SuaraKita.org – Kalau analisis feminis mampu menjelaskan semua kasus kriminal yang dihadapi setiap perempuan, mengapa kita menjadi sangat sulit menggunakan analisis heteronormatifitas (pandangan yang menganggap heteroseksual yang paling benar), maskulinitas dan patriarki pada kasus kriminal yang dihadapi oleh seorang LGBT.
Padahal nilai heteronormatifitas sangat menghegemoni pada sistem sosial,politik masyarakat Indonesia bahkan dunia. Bahkan tidak disadari sebagai bentuk internalisasi pada nilai setiap orang. Sehingga umumnya publik bahkan kelompok LGBT sendiri tidak merasakan persoalan itu.
Nilai budaya, agama, politik menopang itu semua seperti nilai kebenaran yang sudah semestinya terjadi. Itulah yang menjadi moral publik yang semuanya berwajah pada pengalaman hidup heteroseksual. Ini seperti feminis melihat bagaimana ideologi patriarki bekerja.
Akibatnya,pengalaman hidup setiap individu LGBT tidak pernah didengarkan bahkan dianggap liyan/menyimpang dari moral publik itu.
Kemudian setiap dari kita berusaha menjelaskan beragam pengalaman heteroseksual yang patriarkis itu, mengapa ada LGBT? Apakah karena gen, lingkungan, dan faktor makanan ibu saat mengandung. Atau karena trauma masa kecil.

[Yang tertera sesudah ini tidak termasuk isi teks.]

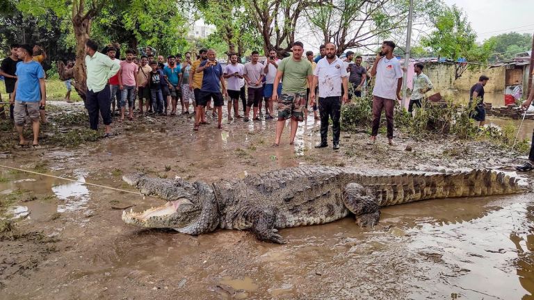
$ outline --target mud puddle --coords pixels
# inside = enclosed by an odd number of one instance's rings
[[[209,117],[211,124],[194,133],[191,119],[169,117],[127,122],[113,138],[15,153],[3,163],[28,167],[45,161],[51,174],[128,190],[122,174],[139,171],[213,182],[304,164],[410,169],[510,163],[508,153],[489,144],[422,142],[397,132],[393,148],[382,136],[371,147],[364,133],[342,133],[341,151],[317,150],[318,122],[311,116],[294,146],[288,144],[288,128],[282,145],[270,146],[270,121],[234,122],[219,131]],[[404,151],[408,144],[413,151]],[[60,239],[55,251],[33,256],[21,253],[45,247],[0,241],[6,258],[17,258],[6,262],[0,256],[0,269],[8,265],[13,274],[0,276],[0,299],[519,299],[534,292],[532,194],[385,208],[374,229],[346,218],[282,230],[289,242],[275,245],[237,231],[193,237],[131,227],[116,208],[140,210],[163,201],[6,170],[0,177],[6,178],[0,181],[0,197],[19,193],[12,206],[29,211],[20,228]],[[29,256],[33,267],[15,272],[13,266]]]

Beragam prasangka dan asumsi dipakai untuk menjelaskan setiap tubuh LGBT oleh hegemoni heteronormatifitas itu. Tapi heteroseksual sama sekali tidak pernah dipertanyakan mengapa ada heteroseksual, dan apa penyebabnya? Itu satu bias yang jarang sekali kita bahas dan pertanyakan secara kritis.

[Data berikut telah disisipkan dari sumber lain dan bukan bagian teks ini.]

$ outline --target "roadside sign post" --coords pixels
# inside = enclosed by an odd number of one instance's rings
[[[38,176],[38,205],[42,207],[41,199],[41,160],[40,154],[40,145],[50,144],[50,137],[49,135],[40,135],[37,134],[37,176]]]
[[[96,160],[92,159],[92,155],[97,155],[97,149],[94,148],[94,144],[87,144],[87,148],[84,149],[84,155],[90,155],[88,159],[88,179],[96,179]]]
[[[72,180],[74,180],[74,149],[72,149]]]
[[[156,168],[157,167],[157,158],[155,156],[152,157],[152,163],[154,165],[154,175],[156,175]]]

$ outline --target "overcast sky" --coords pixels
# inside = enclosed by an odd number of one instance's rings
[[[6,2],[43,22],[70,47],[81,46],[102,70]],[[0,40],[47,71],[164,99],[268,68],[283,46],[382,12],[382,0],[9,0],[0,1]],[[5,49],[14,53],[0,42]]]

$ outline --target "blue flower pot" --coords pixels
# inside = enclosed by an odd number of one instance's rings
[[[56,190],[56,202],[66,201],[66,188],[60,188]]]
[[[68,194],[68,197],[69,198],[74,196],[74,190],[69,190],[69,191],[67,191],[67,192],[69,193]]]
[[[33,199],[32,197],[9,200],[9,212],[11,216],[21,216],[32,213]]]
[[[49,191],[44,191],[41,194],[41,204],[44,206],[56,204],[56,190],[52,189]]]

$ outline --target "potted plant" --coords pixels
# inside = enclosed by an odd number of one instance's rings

Bahwa yang di luar heteroseksual, di luar lelaki, dan di luar perempuan mainstream sesuatu yang “salah” atau “abnormal”. Maka moral heteronormatifitas harus menjelaskan mengapa ada LGBT, walau dengan semangat keadilan. Tapi berangkat dari cara berpikir yang sudah tidak adil atau LGBT sebagai “kecacatan”

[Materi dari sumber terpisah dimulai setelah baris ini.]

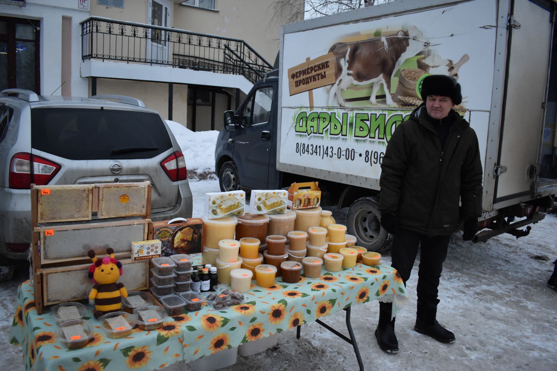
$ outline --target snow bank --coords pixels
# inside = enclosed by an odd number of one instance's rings
[[[218,132],[193,132],[181,123],[166,120],[185,157],[188,171],[214,171],[214,149]]]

Padahal pengalaman hidup LGBT sendiri juga tidak tunggal. Pengalaman seorang gay berbeda dengan pengalaman hidup seorang lesbian, waria ataupun transman. Dan setiap gaypun juga berbeda-beda cara merespon sistem sosial dan politik yang tidak adil ini.
Maka menjadi menarik kalau kita mau merenung untuk melihat kasus kriminal yang dilakukan oleh Reynhard Sinaga dalam perspektif itu. Berangkat dari pengalaman LGBT. Bukan menggunakan pengalaman nilai atau moral heteronormatifitas, yang jelas sudah tidak adil.
Disitulah pentingnya kita empati, melihat, mendengar suara yang liyan dengan hati. Seperti analisis feminis mendengar dan memperjuangkan para perempuan yang melakukan tindakan kriminal.
Salam Perenungan.
Catatan: Heteronormatifitas tidak sama dengan individu heteroseksual. Heteronormatifitas bisa ada dalam nilai moral seorang heteroseksual maupun homoseksual. Seperti ideologi patriarki bekerja pada kepala lelaki maupun perempuan.